I’m on Windows, but experimenting with running Julia (and jupyter / IJulia) from WSL2 (windows subsystem for linux), in the hopes of speeding up startup latency times.[1]
On my personal machines, I just untar into a directory within my home directory and then make symbolic links to the julia executable, e.g.
cd ~/packages
tar xvfpz julia-1.8.5-linux-x86_64.tar.gz
cd ~/bin
rm julia
ln -s ~/packages/julia-1.8.5/bin/julia julia-1.8.5
ln -s julia-1.8.5 julia
I have ~/bin in my PATH so that executing julia from the command line starts the most recent julia version, and prior versions are still accessible by calling, say, julia-1.8.3.

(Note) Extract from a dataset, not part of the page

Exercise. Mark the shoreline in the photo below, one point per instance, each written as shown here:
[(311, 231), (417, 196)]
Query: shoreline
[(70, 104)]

Doing this without root privileges is easier and safer.
I use Gnu Stow. I extract the julia tar file in /usr/local/stow and then stow creates the necessary symlinks to install everything. Installing in /usr/local does require root access, if you don’t have that you could use a subdirectory of $HOME for your stow and target directories.
curl https://julialang-s3.julialang.org/bin/linux/x64/1.8/julia-1.8.4-linux-x86_64.tar.gz -o - \
| sudo tar -C /usr/local/stow -xzf-
# remove the symlinks to the previous version
sudo stow -Dd /usr/local/stow julia-1.8.3
# Install the new symlinks
sudo stow -d /usr/local/stow julia-1.8.4
I’m currently root, as it’s a VM anyway so I’m not afraid of bricking something; and I remember lots of software being hard to install if you weren’t root.
Have you ever been saved by not having root privileges?
Why not use Docker and simply spin up a container from my JupyterLab Julia docker stack.
→ Multi-arch (linux/amd64 , linux/arm64/v8 ) docker images based on Debian including Julia, JupyterHub, JupyterLab, code-server (aka VS Code), Git, Git LFS, Pandoc, Zsh plus several popular VS Code extensions.
These images have Julia installed at /opt/julia. For Julia versions 1.9 and later, Julia will be installed at /usr/local/julia.
with respect to Julia, no, but in general yes, many times. My root prompt is root# in bright red, and it reminds me to be extra careful about moving and removing things. And Julia works just fine when installed not as root.